Saturday, January 16, 2010

Penal Original Sin and Ezekiel 18

I was walking home from a bar last night (first time I had gone out to shoot pool in a long time!) and I had an imaginary theological conversation in my head. I do this pretty often, envisioning discussions that could occur after someone cites a prooftext taken out of context that has nothing to do with the point being discussed. I don't get to have these in real life often because I don't hang around proselytizing evangelicals very often any more.

Anyways, the verse I had in mind was Ezekiel 18:4 or Ezekiel 18:20. A snippet of the first says "The soul who sins will die." The other says "The person who sins will die." They could each be used (and have been used) to suggest that death is the appropriate punishment for any sin.
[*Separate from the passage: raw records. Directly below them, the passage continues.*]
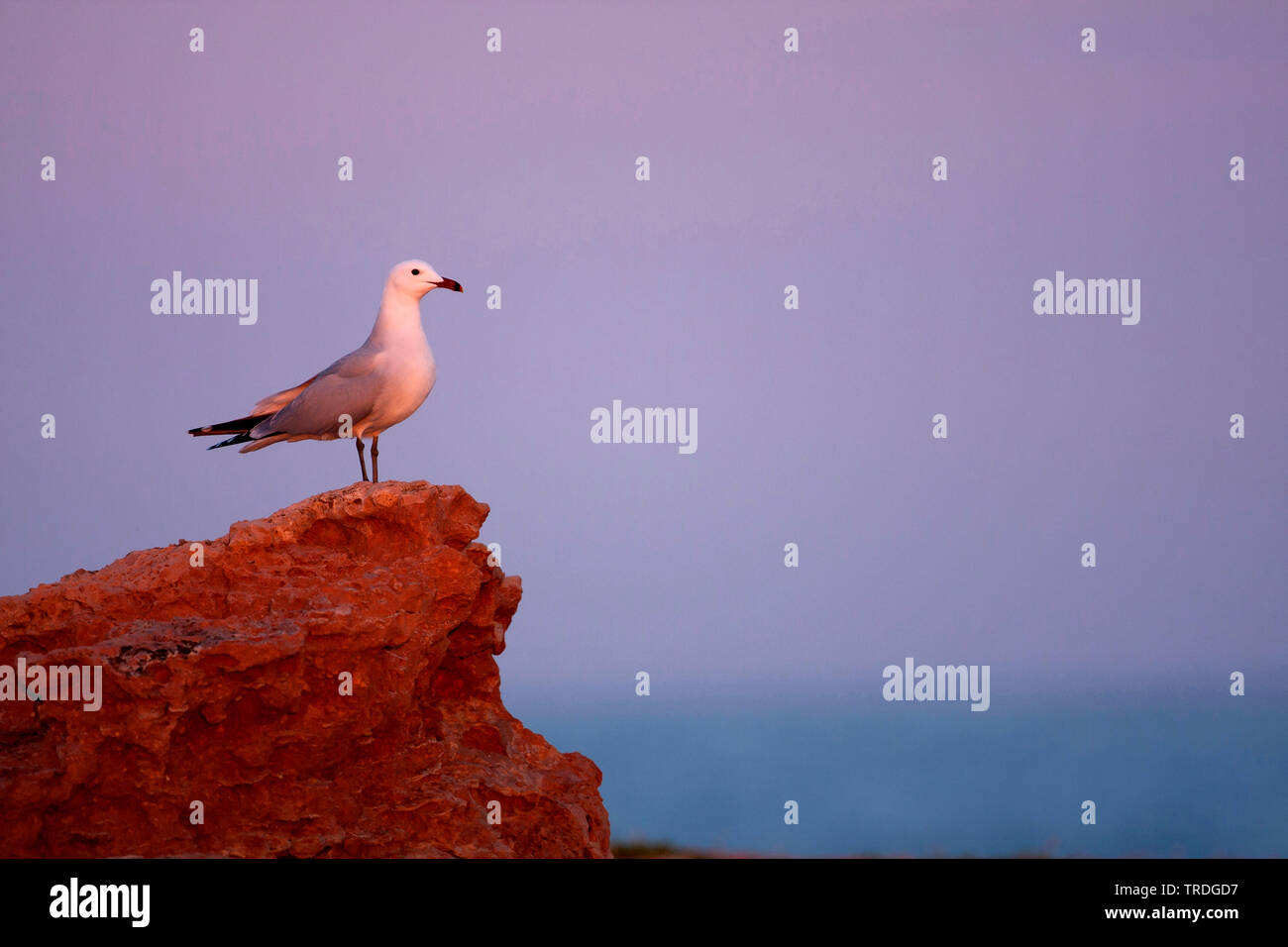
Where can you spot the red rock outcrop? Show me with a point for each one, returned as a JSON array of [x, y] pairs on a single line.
[[223, 684]]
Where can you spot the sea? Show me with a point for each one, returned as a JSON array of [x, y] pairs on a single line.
[[1167, 775]]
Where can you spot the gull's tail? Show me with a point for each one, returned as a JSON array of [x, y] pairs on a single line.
[[240, 428]]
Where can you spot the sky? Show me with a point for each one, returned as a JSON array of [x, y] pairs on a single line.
[[767, 169]]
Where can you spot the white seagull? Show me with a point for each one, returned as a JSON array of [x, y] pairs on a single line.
[[368, 392]]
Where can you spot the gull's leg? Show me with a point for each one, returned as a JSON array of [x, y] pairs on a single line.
[[362, 459]]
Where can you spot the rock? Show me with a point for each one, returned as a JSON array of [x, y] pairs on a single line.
[[222, 685]]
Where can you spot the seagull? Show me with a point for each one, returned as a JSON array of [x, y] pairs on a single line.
[[365, 393]]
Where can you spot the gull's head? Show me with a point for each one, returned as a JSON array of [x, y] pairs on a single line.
[[416, 277]]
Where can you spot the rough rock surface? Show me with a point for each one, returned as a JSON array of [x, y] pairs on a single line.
[[222, 684]]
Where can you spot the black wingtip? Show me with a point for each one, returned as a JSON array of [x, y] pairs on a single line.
[[239, 440]]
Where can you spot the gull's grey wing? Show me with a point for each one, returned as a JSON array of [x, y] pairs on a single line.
[[348, 386], [271, 403]]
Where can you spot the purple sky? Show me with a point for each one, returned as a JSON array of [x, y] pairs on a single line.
[[516, 169]]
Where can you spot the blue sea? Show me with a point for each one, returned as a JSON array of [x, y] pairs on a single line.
[[1170, 775]]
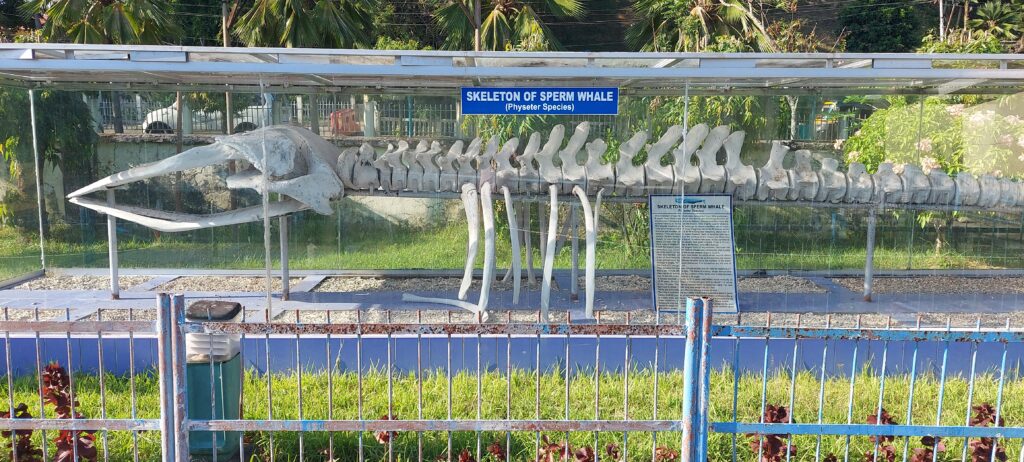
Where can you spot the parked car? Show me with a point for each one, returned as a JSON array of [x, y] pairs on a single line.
[[165, 120]]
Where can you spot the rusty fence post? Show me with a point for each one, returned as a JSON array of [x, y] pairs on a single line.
[[178, 370], [704, 377], [688, 449], [164, 354]]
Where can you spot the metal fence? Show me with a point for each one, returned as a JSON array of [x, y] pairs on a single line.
[[437, 385]]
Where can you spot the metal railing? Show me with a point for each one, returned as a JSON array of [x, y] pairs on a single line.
[[438, 385]]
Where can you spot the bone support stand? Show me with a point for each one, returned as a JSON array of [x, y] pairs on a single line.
[[487, 209], [574, 271], [470, 201], [112, 247], [549, 254], [590, 226], [285, 292], [441, 301], [529, 244], [514, 236], [869, 257], [510, 212]]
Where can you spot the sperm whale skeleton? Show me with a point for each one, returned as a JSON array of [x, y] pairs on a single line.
[[308, 172]]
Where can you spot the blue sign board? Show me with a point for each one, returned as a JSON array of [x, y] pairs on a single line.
[[542, 100]]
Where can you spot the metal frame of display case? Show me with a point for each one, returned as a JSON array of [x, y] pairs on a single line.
[[71, 67]]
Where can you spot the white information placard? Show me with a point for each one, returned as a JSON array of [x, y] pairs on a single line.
[[692, 250]]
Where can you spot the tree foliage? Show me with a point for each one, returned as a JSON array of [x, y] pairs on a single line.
[[882, 26], [308, 24], [118, 22], [693, 25], [506, 25]]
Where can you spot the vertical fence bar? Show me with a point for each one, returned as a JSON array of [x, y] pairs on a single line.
[[39, 383], [112, 247], [869, 256], [998, 396], [942, 383], [597, 389], [178, 376], [821, 390], [764, 385], [71, 379], [419, 384], [688, 450], [909, 402], [793, 388], [164, 367], [10, 384], [626, 388], [853, 382], [882, 388], [705, 380], [358, 378], [970, 386]]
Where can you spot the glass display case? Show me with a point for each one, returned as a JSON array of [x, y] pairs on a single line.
[[864, 175]]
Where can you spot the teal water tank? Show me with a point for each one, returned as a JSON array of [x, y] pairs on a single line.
[[213, 379]]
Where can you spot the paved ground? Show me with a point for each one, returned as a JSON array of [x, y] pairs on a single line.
[[836, 299]]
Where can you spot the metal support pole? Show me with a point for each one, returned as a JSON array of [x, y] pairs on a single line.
[[689, 384], [369, 117], [112, 247], [574, 270], [178, 375], [164, 365], [314, 114], [476, 26], [409, 117], [704, 379], [284, 257], [40, 205], [869, 258]]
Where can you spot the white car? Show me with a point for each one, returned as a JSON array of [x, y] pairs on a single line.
[[165, 120]]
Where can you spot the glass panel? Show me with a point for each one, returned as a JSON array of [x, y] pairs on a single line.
[[19, 245]]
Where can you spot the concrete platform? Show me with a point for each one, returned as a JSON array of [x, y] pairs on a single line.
[[837, 299]]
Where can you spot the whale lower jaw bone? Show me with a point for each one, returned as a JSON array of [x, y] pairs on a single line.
[[309, 172]]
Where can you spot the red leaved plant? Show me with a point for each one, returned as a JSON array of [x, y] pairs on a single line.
[[927, 454], [773, 448], [983, 449], [56, 391], [496, 450], [551, 451], [883, 451], [663, 454], [20, 441], [611, 450], [585, 454], [384, 436]]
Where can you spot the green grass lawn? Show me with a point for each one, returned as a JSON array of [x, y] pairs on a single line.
[[443, 247], [582, 390]]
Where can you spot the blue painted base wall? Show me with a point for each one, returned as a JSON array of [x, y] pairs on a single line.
[[312, 351]]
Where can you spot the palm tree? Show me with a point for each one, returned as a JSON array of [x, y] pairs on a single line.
[[105, 22], [505, 25], [998, 18], [692, 25], [118, 22], [308, 24]]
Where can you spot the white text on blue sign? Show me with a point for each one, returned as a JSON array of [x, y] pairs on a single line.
[[540, 100]]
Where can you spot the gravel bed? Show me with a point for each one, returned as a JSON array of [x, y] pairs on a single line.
[[221, 284], [782, 284], [643, 317], [936, 285], [64, 282], [30, 315]]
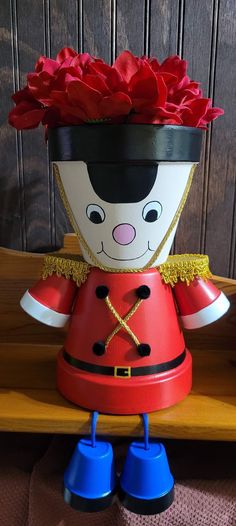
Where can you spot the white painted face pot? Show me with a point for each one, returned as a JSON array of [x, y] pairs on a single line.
[[124, 188]]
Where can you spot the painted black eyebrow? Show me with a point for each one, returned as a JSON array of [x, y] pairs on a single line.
[[122, 182]]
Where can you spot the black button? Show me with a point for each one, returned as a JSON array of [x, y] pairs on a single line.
[[144, 349], [102, 292], [99, 348], [143, 292]]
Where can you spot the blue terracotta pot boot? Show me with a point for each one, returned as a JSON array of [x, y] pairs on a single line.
[[146, 483], [90, 479]]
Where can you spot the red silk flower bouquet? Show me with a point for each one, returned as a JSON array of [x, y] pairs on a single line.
[[78, 88]]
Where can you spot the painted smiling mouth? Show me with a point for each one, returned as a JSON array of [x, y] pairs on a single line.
[[122, 259]]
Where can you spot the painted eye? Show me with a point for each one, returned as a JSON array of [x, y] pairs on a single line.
[[152, 211], [95, 213]]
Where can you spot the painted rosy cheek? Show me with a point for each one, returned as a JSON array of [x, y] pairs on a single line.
[[124, 234]]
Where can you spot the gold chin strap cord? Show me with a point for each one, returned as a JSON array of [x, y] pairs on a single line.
[[85, 245]]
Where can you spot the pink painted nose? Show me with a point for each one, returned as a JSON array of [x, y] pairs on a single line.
[[124, 234]]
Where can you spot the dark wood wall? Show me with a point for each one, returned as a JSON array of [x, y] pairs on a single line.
[[202, 31]]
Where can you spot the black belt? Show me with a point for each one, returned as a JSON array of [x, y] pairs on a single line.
[[124, 372]]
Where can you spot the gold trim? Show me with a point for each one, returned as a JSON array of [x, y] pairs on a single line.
[[85, 244], [185, 267], [76, 269]]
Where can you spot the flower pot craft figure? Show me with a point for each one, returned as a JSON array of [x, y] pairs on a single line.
[[123, 157]]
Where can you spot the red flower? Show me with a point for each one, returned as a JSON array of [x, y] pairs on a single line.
[[77, 87]]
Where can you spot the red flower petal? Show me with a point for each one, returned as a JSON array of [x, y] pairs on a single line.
[[115, 105], [96, 82], [85, 97], [65, 53], [127, 65]]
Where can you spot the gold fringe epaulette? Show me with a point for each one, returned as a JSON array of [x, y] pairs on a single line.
[[185, 267], [65, 265]]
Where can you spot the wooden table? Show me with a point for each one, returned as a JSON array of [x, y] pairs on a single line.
[[30, 402]]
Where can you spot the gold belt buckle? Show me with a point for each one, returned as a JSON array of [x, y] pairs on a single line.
[[122, 372]]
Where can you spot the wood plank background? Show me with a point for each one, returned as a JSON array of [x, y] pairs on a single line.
[[31, 214]]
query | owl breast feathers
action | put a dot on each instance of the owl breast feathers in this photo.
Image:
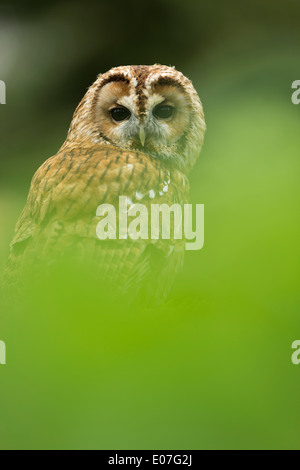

But that isn't what Ezekiel 18 is saying at all. Ezekiel 18 is laying out that the punishment for sin will lay on the sinner rather than his offspring. Furthermore, it is indicating that righteous conduct done in the past does not insulate someone from the danger of death as punishment for sin in the present. It is most definitely not saying "Once someone has sinned one time, that person is subject to death." Indeed, Ezekiel 18:21-22 (among other places) indicates the exact opposite:

But if the wicked man turns from all his sins which he has committed and observes all My statutes and practices justice and righteousness, he shall surely live; he shall not die. All his transgressions which he has committed will not be remembered against him; because of his righteousness which he has practiced, he will live.

The realization I made last night is that this whole chapter argues against one interpretation of Original Sin. Some people believe that we are actually liable for the sin of Adam because Adam is the father of humanity. The whole point of Ezekiel 18 is that one generation is not punished for the sin of its ancestors.

Friday, January 8, 2010

Another interesting "eternal Life" connection

I haven't been doing much theology blogging recently. Sorry guys.
However, I realized something pretty interesting recently. It actually strikes me as something I may have seen earlier and forgotten.

As most of you know, a central premise to my first book on Christianity is that the term "Salvation" is misunderstood today, taken to mean something that 2nd temple Jews living in Jesus day would not have meant. Indeed, even the church did not see "salvation" in the sense of "saving people from hell" sense for hundreds of years. [Note, for example, Athanasius' understanding of the term presently indirectly on page 18 of my extra topics pdf.]

Anyways, part of the argument for this understanding comes from the way that John [and I think Paul, but it is less clear] used the Greek term often translated "eternal life." My claim is that this referred to the Jewish O'lam Ha-ba in general and the New Covenant and its attendant indwelling of the Holy Spirit in particular.

I give several reasons for considering this plausible in chapters 3 and 4 of my book, but one that I don't think I referenced is this interesting pair of verses:

John 4:13-14 says:
Jesus answered and said to her, "Everyone who drinks of this water will thirst again; but whoever drinks of the water that I will give him shall never thirst; but the water that I will give him will become in him a well of water springing up to eternal life."

And then John 7:37-39 says:
Now on the last day, the great {day} of the feast, Jesus stood and cried out, saying, "If anyone is thirsty, let him come to Me and drink. "He who believes in Me, as the Scripture said, 'From his innermost being will flow rivers of living water.' " But this He spoke of the Spirit, whom those who believed in Him were to receive; for the Spirit was not yet {given,} because Jesus was not yet glorified.

Note how similar these passages are...not only do they both speak about water, but they also speak about the water flowing out from the inside him, they both include a message about people coming to receive something from Christ, and they both come right before a reference to Jesus as Christ. If we can take these as being connected in their metaphor, we are left with another at least reasonable argument for "eternal life" being a reference to the indwelling of the Spirit.